Cybernet iOne-H5 widescreen multi-touch

You know that when a technology becomes ubiquitous at the Consumer Electronics Show, it has hit the mainstream. All-in-one PCs, normally a form factor popular in the B2B market in the last decade, are now even making their way into consumers’ hands. And that is good news for everyone: manufacturers, businesses, and consumers.

A few statistics address the trend. The NPD Group estimated that 34% of the PCs sold in July 2011 were all-in-one PCs. IDC projected that nearly 16% of commercial PC purchases will be all-in-ones by the end of 2012. PC World stated that in 2011, all-in-one PCs transitioned from a novelty to a strong product category, exhibiting powerful performance in a compact form.

During 2011, the big PC manufacturers introduced some new all-in-one PC designs that can be used by business and consumers: Apple released one, HP released two, and Dell released one. Of course, they have a lot of catching up to do in order to compare with Cybernet, because we released 5 new all-in-one LCD PCs and one keyboard PC, for a total of 6 in 2011. Our primary business is all-in-one PCs, however, so that is to be expected. Our PCs are mainly used for B2B purposes, and a growing number of them are for specialized markets such as health care, who have a very specific set of requirements.

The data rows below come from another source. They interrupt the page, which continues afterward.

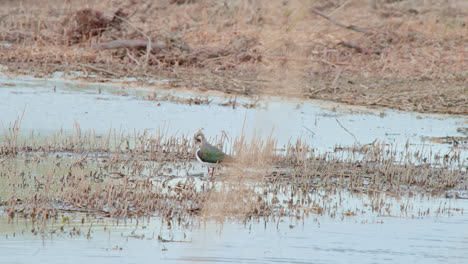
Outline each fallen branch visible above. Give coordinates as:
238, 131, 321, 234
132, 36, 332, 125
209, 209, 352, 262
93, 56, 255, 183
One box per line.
113, 15, 156, 65
307, 86, 330, 95
310, 8, 370, 34
93, 39, 166, 51
339, 41, 382, 55
72, 154, 88, 167
0, 31, 32, 42
77, 63, 119, 76
0, 156, 11, 164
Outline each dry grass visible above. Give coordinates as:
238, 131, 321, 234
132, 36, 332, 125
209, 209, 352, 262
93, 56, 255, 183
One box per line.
1, 122, 466, 229
0, 0, 466, 114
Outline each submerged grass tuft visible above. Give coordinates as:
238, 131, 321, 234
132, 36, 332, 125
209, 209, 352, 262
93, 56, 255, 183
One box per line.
0, 121, 465, 231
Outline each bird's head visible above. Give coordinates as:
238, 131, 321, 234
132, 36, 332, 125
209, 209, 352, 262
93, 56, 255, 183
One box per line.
193, 131, 206, 145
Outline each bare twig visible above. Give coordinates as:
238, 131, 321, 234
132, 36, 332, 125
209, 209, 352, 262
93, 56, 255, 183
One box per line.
329, 0, 353, 16
302, 126, 315, 137
0, 156, 10, 164
72, 154, 88, 167
335, 118, 360, 144
93, 39, 166, 51
113, 15, 155, 65
331, 67, 342, 91
126, 49, 141, 66
307, 87, 330, 96
339, 41, 382, 55
77, 63, 118, 76
0, 31, 32, 42
310, 8, 370, 34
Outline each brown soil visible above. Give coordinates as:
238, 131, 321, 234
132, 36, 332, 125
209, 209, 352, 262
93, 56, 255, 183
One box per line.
0, 0, 467, 115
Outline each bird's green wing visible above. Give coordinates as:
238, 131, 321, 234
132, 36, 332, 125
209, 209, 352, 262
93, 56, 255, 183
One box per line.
199, 148, 226, 163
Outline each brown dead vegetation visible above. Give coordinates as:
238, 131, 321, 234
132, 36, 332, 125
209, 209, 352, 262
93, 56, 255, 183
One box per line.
64, 8, 127, 44
0, 0, 466, 114
0, 125, 465, 228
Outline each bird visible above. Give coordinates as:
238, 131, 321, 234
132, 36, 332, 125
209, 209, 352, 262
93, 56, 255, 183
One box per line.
193, 131, 230, 177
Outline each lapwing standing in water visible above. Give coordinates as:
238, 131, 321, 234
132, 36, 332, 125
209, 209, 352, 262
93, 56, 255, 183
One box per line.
193, 131, 230, 177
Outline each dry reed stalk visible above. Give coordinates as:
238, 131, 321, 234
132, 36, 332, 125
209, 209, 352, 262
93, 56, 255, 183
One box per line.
0, 122, 466, 231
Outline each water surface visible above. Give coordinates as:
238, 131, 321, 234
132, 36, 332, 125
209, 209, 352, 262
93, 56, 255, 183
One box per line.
0, 75, 466, 156
0, 74, 467, 264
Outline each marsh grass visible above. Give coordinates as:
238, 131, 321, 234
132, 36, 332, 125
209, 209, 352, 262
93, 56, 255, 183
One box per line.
0, 121, 465, 232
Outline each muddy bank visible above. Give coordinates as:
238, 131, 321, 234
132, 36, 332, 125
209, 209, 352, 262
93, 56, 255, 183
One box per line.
1, 0, 467, 115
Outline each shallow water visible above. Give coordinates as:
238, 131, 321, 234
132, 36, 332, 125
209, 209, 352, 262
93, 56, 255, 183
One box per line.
0, 192, 466, 264
0, 74, 467, 263
0, 75, 466, 157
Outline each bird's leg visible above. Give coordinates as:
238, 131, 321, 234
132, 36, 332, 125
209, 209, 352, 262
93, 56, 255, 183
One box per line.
206, 167, 210, 177
211, 167, 215, 177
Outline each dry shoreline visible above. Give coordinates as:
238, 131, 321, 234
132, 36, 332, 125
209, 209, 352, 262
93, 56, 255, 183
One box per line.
1, 0, 466, 115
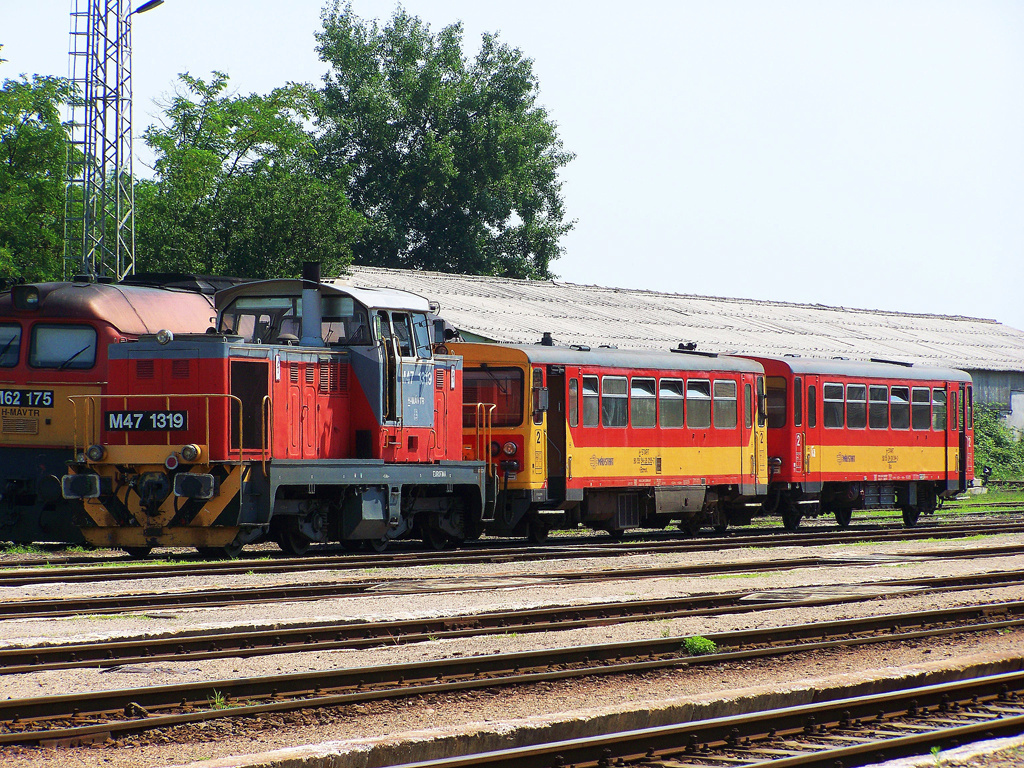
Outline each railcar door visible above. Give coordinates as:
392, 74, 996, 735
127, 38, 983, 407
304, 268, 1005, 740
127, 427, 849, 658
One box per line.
802, 375, 821, 484
546, 366, 566, 499
959, 384, 973, 491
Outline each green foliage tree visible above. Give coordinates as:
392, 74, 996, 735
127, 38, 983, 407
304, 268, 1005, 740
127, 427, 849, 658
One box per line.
315, 3, 574, 279
135, 71, 362, 279
973, 403, 1024, 480
0, 47, 72, 282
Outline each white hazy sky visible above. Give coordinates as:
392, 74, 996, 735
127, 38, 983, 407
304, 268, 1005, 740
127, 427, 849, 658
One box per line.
3, 1, 1023, 331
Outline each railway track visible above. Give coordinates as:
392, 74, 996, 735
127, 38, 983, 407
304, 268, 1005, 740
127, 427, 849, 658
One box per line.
388, 666, 1024, 768
3, 520, 1024, 588
4, 570, 1023, 675
0, 602, 1021, 748
2, 544, 1022, 621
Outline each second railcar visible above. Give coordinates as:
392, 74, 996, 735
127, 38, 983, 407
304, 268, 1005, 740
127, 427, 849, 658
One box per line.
747, 356, 973, 529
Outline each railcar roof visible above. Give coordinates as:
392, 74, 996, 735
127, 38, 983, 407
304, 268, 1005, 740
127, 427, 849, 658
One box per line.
214, 279, 432, 313
345, 266, 1024, 373
0, 282, 216, 335
746, 355, 972, 382
456, 342, 764, 374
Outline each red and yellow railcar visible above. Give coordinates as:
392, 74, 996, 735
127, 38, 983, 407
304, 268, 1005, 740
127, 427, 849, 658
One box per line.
746, 356, 973, 529
452, 341, 769, 539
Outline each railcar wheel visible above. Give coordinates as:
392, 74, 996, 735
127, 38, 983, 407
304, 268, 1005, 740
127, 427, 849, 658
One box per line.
606, 528, 625, 541
527, 519, 550, 544
780, 495, 802, 532
833, 508, 853, 528
197, 541, 244, 559
277, 526, 312, 557
901, 506, 921, 528
122, 547, 151, 559
368, 538, 390, 553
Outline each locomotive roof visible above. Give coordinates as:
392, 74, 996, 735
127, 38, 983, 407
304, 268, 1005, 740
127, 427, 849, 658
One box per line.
747, 355, 972, 382
0, 281, 216, 334
456, 342, 764, 374
214, 279, 432, 313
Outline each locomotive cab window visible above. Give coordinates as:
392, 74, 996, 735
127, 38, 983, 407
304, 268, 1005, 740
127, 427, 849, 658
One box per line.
823, 383, 844, 428
846, 384, 867, 429
30, 324, 97, 370
869, 386, 888, 429
686, 379, 711, 429
0, 324, 20, 367
320, 296, 372, 346
582, 376, 599, 427
659, 378, 684, 428
389, 313, 415, 357
220, 296, 300, 344
602, 376, 628, 428
463, 367, 524, 428
713, 380, 737, 429
890, 386, 910, 430
631, 378, 656, 427
911, 388, 931, 430
765, 377, 787, 428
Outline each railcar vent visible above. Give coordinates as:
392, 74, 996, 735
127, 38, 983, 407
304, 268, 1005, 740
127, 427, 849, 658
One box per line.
319, 359, 340, 393
306, 365, 315, 385
2, 417, 38, 434
337, 365, 349, 393
290, 365, 299, 384
136, 360, 155, 379
171, 359, 190, 378
435, 368, 445, 390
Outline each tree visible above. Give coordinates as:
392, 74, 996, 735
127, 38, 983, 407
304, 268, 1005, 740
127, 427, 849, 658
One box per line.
135, 71, 363, 279
0, 47, 72, 282
315, 3, 574, 279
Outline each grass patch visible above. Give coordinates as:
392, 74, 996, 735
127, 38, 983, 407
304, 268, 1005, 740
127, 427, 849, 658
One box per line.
683, 635, 718, 655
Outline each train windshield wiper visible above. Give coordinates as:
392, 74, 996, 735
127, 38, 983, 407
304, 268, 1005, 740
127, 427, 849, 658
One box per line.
0, 335, 16, 364
57, 344, 92, 370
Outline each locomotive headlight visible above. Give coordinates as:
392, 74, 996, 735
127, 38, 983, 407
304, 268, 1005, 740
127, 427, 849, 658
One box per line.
86, 444, 106, 462
502, 441, 518, 456
180, 444, 201, 462
155, 328, 174, 345
490, 441, 501, 457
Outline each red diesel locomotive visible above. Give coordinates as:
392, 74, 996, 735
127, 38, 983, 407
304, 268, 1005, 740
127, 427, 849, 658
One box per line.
62, 265, 488, 556
749, 356, 974, 530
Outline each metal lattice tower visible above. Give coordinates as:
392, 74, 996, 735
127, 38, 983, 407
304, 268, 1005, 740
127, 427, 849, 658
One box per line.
65, 0, 135, 280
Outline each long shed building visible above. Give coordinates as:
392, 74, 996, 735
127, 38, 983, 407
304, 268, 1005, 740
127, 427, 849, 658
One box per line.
346, 266, 1024, 431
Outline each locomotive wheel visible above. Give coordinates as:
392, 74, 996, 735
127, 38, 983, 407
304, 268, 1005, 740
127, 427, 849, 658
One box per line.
606, 528, 625, 540
780, 495, 802, 532
368, 538, 390, 553
527, 519, 550, 544
833, 508, 853, 528
197, 541, 244, 560
122, 547, 152, 559
277, 526, 312, 557
901, 506, 921, 528
421, 527, 452, 551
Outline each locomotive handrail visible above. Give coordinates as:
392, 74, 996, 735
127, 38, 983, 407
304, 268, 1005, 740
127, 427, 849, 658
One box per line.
261, 395, 273, 474
69, 393, 255, 467
464, 402, 497, 474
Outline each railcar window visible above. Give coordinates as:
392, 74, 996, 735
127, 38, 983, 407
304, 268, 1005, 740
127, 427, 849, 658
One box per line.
686, 379, 712, 429
713, 380, 738, 429
463, 367, 524, 428
631, 378, 656, 427
30, 325, 97, 369
807, 385, 817, 428
869, 385, 888, 429
532, 368, 544, 426
569, 379, 579, 428
846, 384, 867, 429
793, 377, 802, 427
744, 383, 753, 429
932, 389, 947, 430
890, 386, 910, 430
950, 391, 958, 430
756, 376, 766, 427
911, 387, 931, 430
823, 383, 844, 428
0, 324, 20, 367
765, 377, 787, 429
583, 375, 600, 427
966, 387, 973, 429
602, 376, 628, 427
659, 379, 685, 428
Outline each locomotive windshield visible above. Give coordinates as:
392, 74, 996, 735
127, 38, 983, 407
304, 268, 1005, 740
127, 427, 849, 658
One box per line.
0, 324, 20, 367
463, 367, 524, 427
29, 325, 97, 370
219, 295, 373, 346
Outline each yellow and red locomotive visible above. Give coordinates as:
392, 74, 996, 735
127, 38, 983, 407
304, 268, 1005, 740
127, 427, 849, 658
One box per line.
62, 265, 487, 556
748, 356, 974, 530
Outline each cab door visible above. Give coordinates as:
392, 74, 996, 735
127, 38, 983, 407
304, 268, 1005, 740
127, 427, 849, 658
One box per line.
545, 365, 565, 499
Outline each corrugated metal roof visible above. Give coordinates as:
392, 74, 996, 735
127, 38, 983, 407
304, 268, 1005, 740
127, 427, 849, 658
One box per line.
344, 267, 1024, 373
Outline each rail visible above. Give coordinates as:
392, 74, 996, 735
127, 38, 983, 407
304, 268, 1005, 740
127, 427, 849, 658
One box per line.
69, 393, 266, 467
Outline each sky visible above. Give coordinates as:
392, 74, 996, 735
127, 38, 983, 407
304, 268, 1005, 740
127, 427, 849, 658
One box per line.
2, 1, 1023, 330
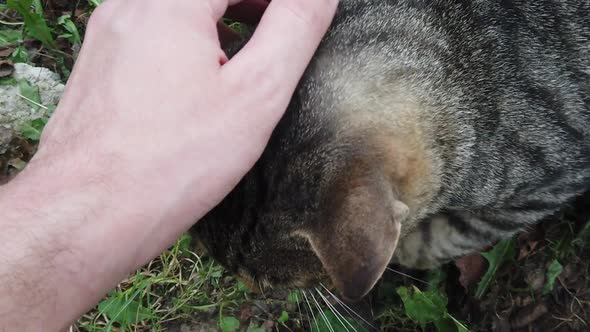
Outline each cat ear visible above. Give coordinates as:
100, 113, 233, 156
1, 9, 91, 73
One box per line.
303, 170, 408, 301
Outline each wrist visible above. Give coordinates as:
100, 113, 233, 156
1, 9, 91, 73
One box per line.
0, 148, 187, 330
0, 151, 125, 330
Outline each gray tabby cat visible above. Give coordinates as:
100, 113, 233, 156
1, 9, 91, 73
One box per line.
192, 0, 590, 301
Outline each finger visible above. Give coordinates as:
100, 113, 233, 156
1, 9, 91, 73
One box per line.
221, 0, 338, 99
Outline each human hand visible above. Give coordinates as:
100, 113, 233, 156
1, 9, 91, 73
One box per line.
0, 0, 337, 329
33, 0, 336, 256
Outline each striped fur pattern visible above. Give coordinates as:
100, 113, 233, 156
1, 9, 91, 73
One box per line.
192, 0, 590, 299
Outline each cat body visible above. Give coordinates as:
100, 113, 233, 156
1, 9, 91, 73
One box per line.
193, 0, 590, 301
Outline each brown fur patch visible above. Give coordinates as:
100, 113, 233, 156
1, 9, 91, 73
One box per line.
333, 87, 442, 236
301, 158, 405, 301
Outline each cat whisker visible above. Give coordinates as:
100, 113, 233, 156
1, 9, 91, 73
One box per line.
257, 280, 268, 299
315, 288, 356, 332
309, 291, 336, 332
385, 266, 429, 284
319, 284, 358, 320
302, 290, 321, 332
298, 291, 313, 330
295, 290, 306, 329
320, 283, 378, 331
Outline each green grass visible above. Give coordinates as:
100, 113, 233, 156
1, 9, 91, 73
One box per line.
74, 234, 257, 331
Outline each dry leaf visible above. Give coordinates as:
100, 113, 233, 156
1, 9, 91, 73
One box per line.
516, 225, 544, 260
455, 253, 487, 290
0, 47, 14, 58
517, 240, 539, 261
510, 301, 548, 329
8, 158, 26, 171
0, 60, 14, 78
239, 305, 252, 323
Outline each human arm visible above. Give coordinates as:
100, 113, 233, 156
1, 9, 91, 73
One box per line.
0, 0, 337, 330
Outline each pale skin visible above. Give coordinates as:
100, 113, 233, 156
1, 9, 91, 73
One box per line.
0, 0, 337, 330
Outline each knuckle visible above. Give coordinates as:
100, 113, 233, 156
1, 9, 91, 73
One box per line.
281, 0, 338, 27
86, 1, 118, 31
85, 0, 146, 38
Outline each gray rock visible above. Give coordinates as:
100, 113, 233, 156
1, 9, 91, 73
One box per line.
0, 63, 64, 153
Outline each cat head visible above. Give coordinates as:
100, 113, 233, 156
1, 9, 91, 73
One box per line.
191, 117, 416, 301
192, 0, 442, 301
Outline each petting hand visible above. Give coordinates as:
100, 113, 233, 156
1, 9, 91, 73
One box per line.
39, 0, 336, 231
0, 0, 337, 330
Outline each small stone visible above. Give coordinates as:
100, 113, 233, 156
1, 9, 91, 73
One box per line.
0, 63, 64, 153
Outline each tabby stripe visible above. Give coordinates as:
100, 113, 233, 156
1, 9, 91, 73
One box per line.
446, 212, 494, 240
504, 199, 561, 212
479, 216, 522, 233
527, 84, 585, 141
421, 223, 432, 244
510, 168, 564, 198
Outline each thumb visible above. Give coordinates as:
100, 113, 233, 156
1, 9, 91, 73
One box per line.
221, 0, 338, 114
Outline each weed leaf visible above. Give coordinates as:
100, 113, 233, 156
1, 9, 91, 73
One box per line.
0, 77, 17, 86
18, 79, 41, 109
287, 290, 301, 304
11, 45, 29, 63
210, 269, 223, 279
0, 29, 22, 46
236, 280, 252, 294
176, 233, 192, 254
278, 310, 289, 324
475, 237, 516, 298
88, 0, 104, 8
98, 294, 154, 326
246, 322, 265, 332
311, 310, 368, 332
247, 328, 265, 332
448, 315, 470, 332
31, 0, 43, 15
397, 286, 469, 332
7, 0, 55, 47
543, 259, 563, 295
17, 78, 50, 141
57, 15, 81, 44
397, 286, 447, 327
427, 268, 447, 292
220, 316, 240, 332
20, 117, 47, 141
573, 222, 590, 248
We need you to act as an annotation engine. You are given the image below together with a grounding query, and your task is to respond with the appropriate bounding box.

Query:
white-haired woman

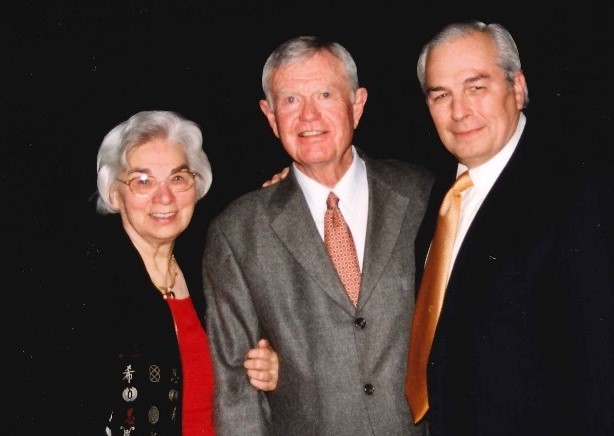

All-in-one PCs are also evolving in terms of features. Most of the new all-in-one computers are widescreen models, which are great for multitasking. Many have touch screen capability (single or multi-touch). The processors and graphics capabilities available in all-in-ones are comparable to what you’d find in a standard PC tower configuration. These trends all beg the question: why NOT an all-in-one PC? Indeed, the market has answered.